Newton's Laws of Motion Problem

[rajumahtora]

Homework Statement

Mass of Block A = 1 kg
Mass of Wedge B = 2 kg
Inclination of Wedge is 37°
and Cos 37° = 4/5
The wedge is given an acceleration of 5 ms^-2
Find -
1. Acceleration of Block wrt Wedge
2. Normal Force

Homework Equations

Newton's Law for a System (hereby referred as NLS)
∑f_ext = m₁a₁+m₂a₂...+m_na_n

The Attempt at a Solution

Let the Acceleration of Block wrt Wedge be λ along the inclination.
In Y axis, there is only one Ext force i.e. The gravity and ∑f_net in Y direction is m₁g+ m₂g = (m₁+ m₂)g
Therefore in Y axis using Newton's Law for a System,
m_Aa_A + m_Ba_B = (m₁+ m₂)g
but in Y axis , a_A = 0
and a_b in Y axis = λsinθ + a_Acos 90
= λsinθ + 0
= λsinθ
Therefore, m_Ba_B = (m₁+ m₂)g
1 (λsin(θ)) = (1 + 2)g
λ sin 37° = (3)10
λ(3/5) = 30
λ = 50
but using pseudo force, λ = 2 ms^-2 which is correct answer in the Answer Key
Where am I going Wrong?
Please Help

 

[paisiello2]

Is wedge B being given an acceleration horizontally to the left or right?

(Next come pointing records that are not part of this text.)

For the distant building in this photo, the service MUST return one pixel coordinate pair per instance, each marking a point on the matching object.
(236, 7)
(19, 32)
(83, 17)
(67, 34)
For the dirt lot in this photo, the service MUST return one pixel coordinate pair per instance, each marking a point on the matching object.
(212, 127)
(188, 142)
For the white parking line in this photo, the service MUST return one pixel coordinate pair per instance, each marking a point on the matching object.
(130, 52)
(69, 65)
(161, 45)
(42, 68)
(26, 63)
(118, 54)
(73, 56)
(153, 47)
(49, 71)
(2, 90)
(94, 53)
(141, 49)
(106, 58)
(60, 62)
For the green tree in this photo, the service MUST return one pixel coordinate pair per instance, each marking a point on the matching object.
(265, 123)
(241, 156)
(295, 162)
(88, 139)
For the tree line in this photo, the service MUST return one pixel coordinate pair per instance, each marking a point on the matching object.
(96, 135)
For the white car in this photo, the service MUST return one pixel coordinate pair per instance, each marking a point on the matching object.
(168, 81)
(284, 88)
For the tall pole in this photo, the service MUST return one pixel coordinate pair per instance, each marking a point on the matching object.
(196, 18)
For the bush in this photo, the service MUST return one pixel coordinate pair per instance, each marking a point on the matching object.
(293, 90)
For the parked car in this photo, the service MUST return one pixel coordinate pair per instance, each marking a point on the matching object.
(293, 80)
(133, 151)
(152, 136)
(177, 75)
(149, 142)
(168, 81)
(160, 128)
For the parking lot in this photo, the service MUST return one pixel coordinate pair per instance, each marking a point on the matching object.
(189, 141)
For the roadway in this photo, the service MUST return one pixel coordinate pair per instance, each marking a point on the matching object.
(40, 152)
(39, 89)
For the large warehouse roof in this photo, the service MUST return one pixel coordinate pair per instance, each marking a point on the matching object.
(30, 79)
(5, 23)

Assuming then no friction block A will also be sliding down the inclined wedge B.

 

[haruspex]

in Y axis using Newton's Law for a System,
m_Aa_A + m_Ba_B = (m₁+ m₂)g

Are you assuming that the blocks are in free fall? I would have guessed the wedge is supported somehow.